El hechicero avanzó hacia la niebla y lanzó pequeños hilillos blancos que intentaron sujetar al ente. Fue en vano. Aamón aprovechó la cercanía, lanzó a Fraser una clase fuego oscuro que lo elevó en los aires y lo hizo chocar con un árbol. Sangre roja y brillante le descendió por la frente. El felino fue hasta su amo y fungió de salvaguarda.
Por su lado, Darmuid blandía las lanzas contra la bruma, pero no conseguía lastimarla. Lo único que obtenía era dispersarla y ganar algo de tiempo para evitar sus golpes.
—¡Ella! —gritó Ivar—. Tienes que cerrar el portal. —Fraser se levantó con dificultad y extrajo algo del interior de su camisa.
Lo vio y no pudo creerlo. El hechicero sostenía en una mano el talismán que la nigromante le había obsequiado. Ahora el topacio colgaba de una cadena plateada. Una parte de ella se conmovió y la otra observó maravillada el poder que destilaba. Ivar brillaba, su cabello revoloteaba alrededor de él como un halo de fuego y sus ojos resplandecían a la par que la gema.

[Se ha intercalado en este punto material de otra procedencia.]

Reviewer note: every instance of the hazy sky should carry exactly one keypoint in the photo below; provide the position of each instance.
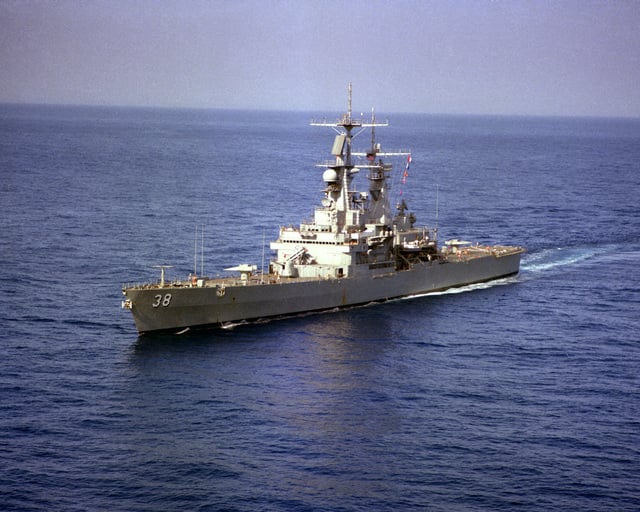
(572, 57)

Parecía... un ángel.
—Arrodíllate, deja de pelear... —comandó, mientras su mano izquierda dibujaba los patrones de los hechizos T3 y T2.
Lo miró atónita. Acababa de ordenarle a Aamón detenerse. Pero su asombro no radicaba en una orden que podía darla cualquiera y caer en oídos sordos, sino en el hecho de que el espíritu se congeló después de doblar la rodilla. El ente Aulló.
—¡Ciérralo ya! —intervino Diarmuid.
—Lo sé —bisbiseó, saliendo de su estupor.
Se levantó, pese a que el suelo giraba como nunca lo había hecho. Su cuerpo no respondía como debía y se sentía a desfallecer. Su boca se llenó de la saliva agria, esa que anunciaba que pronto volcaría su estómago. Debía concentrarse, debía cerrar el portal.
La voz de Ivar no duró mucho, la bruma cogió al lancero del cuello y lo alzó por encima de sus pies. Diarmuid pataleó y llamó a sus lanzas; no obstante, le fueron arrebatadas con celeridad. El hechicero intentó de nuevo comandar al ente, pero no funcionó una segunda vez y la tercera apenas lo contuvo por dos segundos.
El temor de perder a Mitsrael la hizo espabilar, vertió todo su poder en cerrar el pentagrama, olvidándose de todo. Si se distraía, perdería el terreno ganado. Sin mover los dedos ni hablar, fue centímetro a centímetro haciendo del circulo uno más pequeño.
—¡No! —bramó la niebla y se dirigió a ella.
Apenas logró rozarla antes de que el portal se cerrase por completo y con ello desapareciera. Cayó sobre sus rodillas, agradecida de perder la consciencia. Ahora podía dormir, descansar. Diarmuid estaba a salvo, Ivar estaba a salvo.